Advanced search

Message boards : Server and website : Warning: bad tasks re-appearing in the download queue

Author Message
Richard Haselgrove
Send message
Joined: 11 Jul 09
Posts: 1003
Credit: 2,522,570,166
RAC: 3,278,422
Level
Phe
Scientific publications
watwatwatwatwatwatwatwatwatwatwatwatwatwatwatwatwatwatwatwatwatwatwat
Message 54961 - Posted: 26 May 2020 | 14:08:57 UTC
Last modified: 26 May 2020 | 14:10:05 UTC

There were a number of bad workunits accidentally created around 13:00 - 14:00 UTC on 21 May. Examples:

WU 20154512
WU 20154529

They are timing out, and being resent. Although I'm pretty well acquainted with the tricksy ways of BOINC, I'm finding them hard to cope with. All the file downloads go into persistent 'transient HTTP error' - but it's not transient.

One successful way is to:

Wait until GPUGrid is idle (all previous tasks reported)
Stop BOINC
Edit client_state.xml
Change https:// to http:// for the affected download files only
Save file
Restart BOINC

but be very careful when editing that file - use text mode only.

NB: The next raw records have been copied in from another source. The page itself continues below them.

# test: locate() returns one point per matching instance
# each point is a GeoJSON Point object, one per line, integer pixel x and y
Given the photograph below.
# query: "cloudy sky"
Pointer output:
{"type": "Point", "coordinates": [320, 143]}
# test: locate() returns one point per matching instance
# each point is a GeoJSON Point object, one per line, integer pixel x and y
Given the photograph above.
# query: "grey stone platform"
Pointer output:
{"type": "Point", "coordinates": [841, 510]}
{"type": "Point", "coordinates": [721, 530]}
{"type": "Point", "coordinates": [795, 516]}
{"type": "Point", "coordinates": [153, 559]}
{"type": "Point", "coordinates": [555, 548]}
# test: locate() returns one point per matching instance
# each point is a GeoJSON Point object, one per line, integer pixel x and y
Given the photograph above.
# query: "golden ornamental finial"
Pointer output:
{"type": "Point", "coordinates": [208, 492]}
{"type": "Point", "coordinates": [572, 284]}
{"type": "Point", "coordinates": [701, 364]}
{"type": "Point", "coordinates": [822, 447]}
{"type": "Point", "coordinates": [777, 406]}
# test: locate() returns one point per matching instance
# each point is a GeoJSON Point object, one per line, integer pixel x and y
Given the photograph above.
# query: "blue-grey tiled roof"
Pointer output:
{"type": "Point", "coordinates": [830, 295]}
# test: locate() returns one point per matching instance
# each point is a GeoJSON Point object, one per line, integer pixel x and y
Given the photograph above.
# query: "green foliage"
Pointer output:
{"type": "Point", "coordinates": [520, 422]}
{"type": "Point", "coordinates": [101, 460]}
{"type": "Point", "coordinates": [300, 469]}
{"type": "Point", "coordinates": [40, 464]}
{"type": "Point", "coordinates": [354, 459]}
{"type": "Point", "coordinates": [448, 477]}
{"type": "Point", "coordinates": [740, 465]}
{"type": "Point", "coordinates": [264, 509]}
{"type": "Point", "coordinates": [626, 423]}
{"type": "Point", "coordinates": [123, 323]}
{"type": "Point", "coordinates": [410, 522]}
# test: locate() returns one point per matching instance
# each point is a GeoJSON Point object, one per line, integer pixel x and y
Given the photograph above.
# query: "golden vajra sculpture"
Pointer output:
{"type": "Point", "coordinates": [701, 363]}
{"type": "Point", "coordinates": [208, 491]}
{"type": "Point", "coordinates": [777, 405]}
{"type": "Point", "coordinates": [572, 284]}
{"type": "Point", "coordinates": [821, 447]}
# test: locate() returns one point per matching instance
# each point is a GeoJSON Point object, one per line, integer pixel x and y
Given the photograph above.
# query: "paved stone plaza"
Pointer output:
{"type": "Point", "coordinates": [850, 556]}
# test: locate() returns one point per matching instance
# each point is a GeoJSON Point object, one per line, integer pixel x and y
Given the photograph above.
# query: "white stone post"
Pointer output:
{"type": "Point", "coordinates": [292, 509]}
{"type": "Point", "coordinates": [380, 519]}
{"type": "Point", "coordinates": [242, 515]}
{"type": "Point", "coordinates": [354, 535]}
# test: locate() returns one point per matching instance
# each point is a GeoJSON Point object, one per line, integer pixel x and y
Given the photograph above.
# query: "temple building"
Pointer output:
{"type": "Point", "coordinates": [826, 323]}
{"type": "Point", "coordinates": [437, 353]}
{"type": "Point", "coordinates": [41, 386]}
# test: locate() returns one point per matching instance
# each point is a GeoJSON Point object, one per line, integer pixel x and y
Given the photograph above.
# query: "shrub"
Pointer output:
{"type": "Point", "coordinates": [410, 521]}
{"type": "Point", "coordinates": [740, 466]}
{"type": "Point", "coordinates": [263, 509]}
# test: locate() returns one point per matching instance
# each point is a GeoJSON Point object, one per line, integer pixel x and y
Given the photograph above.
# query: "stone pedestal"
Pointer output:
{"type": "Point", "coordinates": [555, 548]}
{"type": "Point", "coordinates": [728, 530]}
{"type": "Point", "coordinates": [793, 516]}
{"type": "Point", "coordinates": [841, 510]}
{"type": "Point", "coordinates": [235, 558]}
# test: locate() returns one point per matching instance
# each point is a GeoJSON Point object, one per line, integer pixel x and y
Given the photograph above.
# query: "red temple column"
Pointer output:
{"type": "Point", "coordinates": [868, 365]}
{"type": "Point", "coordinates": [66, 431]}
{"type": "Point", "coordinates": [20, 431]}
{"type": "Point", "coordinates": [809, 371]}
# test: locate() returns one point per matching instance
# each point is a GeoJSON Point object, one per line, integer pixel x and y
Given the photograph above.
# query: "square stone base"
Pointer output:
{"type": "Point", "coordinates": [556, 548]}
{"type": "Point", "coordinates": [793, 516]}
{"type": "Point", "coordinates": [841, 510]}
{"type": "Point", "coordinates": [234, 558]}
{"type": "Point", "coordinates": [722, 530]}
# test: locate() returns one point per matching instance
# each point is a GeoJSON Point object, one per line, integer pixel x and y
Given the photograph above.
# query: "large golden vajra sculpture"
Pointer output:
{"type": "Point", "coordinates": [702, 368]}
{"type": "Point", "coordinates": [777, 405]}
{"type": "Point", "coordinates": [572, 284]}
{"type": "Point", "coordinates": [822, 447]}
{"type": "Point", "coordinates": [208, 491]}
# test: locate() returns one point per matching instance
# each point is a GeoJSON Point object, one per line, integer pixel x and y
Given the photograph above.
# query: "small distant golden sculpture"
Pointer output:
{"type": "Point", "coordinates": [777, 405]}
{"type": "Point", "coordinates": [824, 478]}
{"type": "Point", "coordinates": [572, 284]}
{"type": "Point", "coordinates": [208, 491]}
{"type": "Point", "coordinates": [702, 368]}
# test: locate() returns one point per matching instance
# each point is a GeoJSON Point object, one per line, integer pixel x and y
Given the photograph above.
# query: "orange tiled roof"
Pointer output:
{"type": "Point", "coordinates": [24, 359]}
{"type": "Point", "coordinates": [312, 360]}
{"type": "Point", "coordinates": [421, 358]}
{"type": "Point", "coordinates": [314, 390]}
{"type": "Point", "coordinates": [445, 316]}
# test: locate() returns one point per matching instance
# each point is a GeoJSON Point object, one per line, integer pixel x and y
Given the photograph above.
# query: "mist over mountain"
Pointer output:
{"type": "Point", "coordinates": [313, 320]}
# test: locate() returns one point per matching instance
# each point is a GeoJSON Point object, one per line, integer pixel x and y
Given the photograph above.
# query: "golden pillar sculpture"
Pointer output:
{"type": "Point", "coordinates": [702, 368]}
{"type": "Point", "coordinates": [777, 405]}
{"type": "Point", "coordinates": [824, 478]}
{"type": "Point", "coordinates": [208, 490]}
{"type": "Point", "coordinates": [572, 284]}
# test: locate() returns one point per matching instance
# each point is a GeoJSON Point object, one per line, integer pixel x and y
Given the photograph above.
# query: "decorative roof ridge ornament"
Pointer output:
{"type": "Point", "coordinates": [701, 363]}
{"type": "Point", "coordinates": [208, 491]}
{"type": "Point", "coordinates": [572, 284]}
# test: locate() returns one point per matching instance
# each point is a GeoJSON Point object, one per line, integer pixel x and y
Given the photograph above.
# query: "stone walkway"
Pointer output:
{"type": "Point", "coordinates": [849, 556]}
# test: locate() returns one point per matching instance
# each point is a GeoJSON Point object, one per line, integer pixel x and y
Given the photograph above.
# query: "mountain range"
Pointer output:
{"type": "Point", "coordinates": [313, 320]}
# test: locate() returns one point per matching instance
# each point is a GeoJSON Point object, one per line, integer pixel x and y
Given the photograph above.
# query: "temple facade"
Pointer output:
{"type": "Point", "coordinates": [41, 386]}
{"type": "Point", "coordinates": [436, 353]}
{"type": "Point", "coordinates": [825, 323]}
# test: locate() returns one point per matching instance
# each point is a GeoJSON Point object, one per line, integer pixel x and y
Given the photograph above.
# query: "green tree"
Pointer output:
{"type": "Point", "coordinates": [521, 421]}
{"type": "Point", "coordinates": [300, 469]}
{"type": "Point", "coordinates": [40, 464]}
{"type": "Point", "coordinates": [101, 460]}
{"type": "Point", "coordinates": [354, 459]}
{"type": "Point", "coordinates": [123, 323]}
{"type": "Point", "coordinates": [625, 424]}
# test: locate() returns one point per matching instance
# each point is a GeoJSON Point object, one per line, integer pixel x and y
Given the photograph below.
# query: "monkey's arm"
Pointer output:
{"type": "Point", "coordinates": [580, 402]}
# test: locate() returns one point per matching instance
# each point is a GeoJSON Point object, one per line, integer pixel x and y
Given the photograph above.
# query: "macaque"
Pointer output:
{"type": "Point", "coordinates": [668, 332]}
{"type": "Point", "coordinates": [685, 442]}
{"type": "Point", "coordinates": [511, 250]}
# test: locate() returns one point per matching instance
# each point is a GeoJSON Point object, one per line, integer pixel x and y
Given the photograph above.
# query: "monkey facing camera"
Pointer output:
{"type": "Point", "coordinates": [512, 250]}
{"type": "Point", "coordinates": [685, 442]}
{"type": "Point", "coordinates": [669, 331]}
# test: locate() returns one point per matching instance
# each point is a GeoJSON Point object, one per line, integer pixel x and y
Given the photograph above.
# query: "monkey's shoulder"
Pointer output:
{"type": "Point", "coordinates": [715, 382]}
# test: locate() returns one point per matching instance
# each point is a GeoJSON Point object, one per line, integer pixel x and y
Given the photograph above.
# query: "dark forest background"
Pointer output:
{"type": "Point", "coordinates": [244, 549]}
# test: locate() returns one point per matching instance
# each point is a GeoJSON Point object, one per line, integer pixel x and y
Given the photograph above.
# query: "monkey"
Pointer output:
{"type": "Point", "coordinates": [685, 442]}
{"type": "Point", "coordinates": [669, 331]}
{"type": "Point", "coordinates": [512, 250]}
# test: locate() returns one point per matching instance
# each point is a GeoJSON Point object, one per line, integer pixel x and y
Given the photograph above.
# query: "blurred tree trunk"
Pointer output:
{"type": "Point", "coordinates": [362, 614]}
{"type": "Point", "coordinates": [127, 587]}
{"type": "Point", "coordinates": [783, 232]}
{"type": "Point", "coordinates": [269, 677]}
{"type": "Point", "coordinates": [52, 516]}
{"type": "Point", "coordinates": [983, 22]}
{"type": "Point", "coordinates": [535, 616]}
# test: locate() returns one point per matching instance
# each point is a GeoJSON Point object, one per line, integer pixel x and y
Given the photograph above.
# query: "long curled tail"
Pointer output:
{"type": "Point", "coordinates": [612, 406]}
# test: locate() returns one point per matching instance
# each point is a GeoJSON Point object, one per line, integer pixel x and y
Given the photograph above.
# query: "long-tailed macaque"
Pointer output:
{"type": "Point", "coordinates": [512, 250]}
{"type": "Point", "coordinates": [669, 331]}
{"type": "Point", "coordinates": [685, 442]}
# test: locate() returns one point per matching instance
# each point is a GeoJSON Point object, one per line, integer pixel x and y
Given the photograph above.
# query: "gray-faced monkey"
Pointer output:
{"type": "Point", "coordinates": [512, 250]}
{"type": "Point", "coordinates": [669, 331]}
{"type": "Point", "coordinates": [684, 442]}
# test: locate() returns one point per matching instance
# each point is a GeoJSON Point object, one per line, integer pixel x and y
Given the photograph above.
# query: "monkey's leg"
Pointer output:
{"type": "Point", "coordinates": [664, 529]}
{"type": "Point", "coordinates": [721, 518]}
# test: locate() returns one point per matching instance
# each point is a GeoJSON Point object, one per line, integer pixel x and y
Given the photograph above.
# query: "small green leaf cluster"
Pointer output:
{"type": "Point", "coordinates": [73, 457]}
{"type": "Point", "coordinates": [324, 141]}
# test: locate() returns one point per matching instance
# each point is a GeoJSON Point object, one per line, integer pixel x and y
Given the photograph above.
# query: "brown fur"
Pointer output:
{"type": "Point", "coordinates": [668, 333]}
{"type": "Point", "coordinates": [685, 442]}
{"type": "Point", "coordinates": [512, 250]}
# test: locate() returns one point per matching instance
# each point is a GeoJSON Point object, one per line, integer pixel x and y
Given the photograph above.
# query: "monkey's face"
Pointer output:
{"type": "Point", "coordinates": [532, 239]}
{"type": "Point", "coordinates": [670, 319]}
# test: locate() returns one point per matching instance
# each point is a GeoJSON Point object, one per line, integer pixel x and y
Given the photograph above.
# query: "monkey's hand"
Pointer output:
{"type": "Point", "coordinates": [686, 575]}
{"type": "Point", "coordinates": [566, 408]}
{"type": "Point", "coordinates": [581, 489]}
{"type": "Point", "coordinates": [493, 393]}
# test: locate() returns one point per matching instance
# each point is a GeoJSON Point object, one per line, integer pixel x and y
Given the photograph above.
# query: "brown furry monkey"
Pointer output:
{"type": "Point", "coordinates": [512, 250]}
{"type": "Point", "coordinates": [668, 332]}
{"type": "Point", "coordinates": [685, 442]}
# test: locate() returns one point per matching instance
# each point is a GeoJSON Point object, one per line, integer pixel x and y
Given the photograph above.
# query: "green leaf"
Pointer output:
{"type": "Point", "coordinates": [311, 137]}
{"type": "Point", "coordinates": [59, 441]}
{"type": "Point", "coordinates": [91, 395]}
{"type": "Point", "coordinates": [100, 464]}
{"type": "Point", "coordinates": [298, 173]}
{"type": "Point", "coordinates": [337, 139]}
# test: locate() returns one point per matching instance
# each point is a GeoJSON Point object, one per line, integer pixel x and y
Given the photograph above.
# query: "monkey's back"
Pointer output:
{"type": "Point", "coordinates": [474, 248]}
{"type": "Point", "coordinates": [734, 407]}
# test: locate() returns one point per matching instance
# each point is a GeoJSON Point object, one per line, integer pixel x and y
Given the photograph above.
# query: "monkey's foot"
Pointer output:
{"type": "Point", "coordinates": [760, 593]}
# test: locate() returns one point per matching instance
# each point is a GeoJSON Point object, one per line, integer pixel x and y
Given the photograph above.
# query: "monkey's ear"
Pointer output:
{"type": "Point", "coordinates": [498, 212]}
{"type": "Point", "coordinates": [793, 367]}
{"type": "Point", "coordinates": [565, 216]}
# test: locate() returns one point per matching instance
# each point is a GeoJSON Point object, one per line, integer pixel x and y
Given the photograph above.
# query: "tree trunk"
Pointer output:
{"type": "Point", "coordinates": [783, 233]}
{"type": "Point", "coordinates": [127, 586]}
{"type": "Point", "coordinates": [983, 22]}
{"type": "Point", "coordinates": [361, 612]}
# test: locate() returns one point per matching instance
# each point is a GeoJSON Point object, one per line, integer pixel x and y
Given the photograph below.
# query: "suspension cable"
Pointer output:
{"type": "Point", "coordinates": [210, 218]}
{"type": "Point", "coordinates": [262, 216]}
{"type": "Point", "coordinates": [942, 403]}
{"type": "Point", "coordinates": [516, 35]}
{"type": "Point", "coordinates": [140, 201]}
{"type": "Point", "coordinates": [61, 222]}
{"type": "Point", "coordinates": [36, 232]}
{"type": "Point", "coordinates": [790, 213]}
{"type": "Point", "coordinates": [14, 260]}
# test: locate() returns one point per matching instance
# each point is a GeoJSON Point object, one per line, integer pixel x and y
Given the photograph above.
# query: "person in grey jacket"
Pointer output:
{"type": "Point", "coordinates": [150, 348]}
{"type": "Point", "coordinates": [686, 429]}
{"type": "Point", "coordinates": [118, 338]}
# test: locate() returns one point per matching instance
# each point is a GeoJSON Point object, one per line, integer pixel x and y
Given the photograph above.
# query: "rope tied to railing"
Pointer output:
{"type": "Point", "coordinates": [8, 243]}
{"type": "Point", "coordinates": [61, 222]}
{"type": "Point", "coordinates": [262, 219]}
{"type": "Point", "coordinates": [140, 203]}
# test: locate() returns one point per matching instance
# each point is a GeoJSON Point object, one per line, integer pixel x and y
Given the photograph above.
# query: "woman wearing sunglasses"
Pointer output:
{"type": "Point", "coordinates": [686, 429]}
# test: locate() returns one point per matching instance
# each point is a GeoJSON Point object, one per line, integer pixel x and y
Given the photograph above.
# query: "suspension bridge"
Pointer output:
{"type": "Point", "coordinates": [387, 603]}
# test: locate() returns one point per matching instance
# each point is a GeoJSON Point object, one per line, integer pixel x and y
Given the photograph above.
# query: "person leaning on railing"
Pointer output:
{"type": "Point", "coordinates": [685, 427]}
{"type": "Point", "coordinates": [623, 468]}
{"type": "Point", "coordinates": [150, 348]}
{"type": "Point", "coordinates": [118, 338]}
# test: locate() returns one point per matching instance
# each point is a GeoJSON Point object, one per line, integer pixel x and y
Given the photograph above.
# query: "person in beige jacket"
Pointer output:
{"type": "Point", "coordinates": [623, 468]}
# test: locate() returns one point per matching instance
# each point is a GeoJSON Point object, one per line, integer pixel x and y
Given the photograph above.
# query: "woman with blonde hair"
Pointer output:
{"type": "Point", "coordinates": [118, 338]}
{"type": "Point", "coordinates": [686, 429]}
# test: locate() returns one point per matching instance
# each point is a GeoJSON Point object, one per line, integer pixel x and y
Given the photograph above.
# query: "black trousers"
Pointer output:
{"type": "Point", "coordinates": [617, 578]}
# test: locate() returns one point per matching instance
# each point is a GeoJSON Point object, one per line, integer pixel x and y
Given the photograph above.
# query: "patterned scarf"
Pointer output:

I'll try some other ways when the machine runs dry again - but downloading the files via a browser didn't work for me this time.

Richard Haselgrove
Send message
Joined: 11 Jul 09
Posts: 1003
Credit: 2,522,570,166
RAC: 3,278,422
Level
Phe
Scientific publications
watwatwatwatwatwatwatwatwatwatwatwatwatwatwatwatwatwatwatwatwatwatwat
Message 54962 - Posted: 26 May 2020 | 14:36:50 UTC

We seem to have passed the bad batch, but I've got a fair few to deal with - and more will appear as people try to abort them, or in five days time when they timeout again.

Ian&Steve C.
Avatar
Send message
Joined: 21 Feb 20
Posts: 67
Credit: 923,643,067
RAC: 6,429,776
Level
Glu
Scientific publications
wat
Message 54963 - Posted: 26 May 2020 | 15:10:45 UTC - in response to Message 54962.

I had like 10 of them in a row just hanging out and the system failed over the the backup project. I just nuked em all and it downloaded new work
____________

Aurum
Avatar
Send message
Joined: 12 Jul 17
Posts: 252
Credit: 9,791,563,847
RAC: 3,936,285
Level
Tyr
Scientific publications
wat
Message 54964 - Posted: 26 May 2020 | 15:52:48 UTC

Not sure how to uniquely identify the defective WUs. But I had dozens sitting in my Transfer list this morning with Project backoffs of 3 to 5 hours. Aborting them also required a reboot to get more WUs to DL and many of those failed to DL. For me GG is going idle.

Richard Haselgrove
Send message
Joined: 11 Jul 09
Posts: 1003
Credit: 2,522,570,166
RAC: 3,278,422
Level
Phe
Scientific publications
watwatwatwatwatwatwatwatwatwatwatwatwatwatwatwatwatwatwatwatwatwatwat
Message 54965 - Posted: 26 May 2020 | 16:06:36 UTC

I think it only needs a BOINC restart to clean them up, rather than a reboot - but I agree, it takes more than just a simple abort.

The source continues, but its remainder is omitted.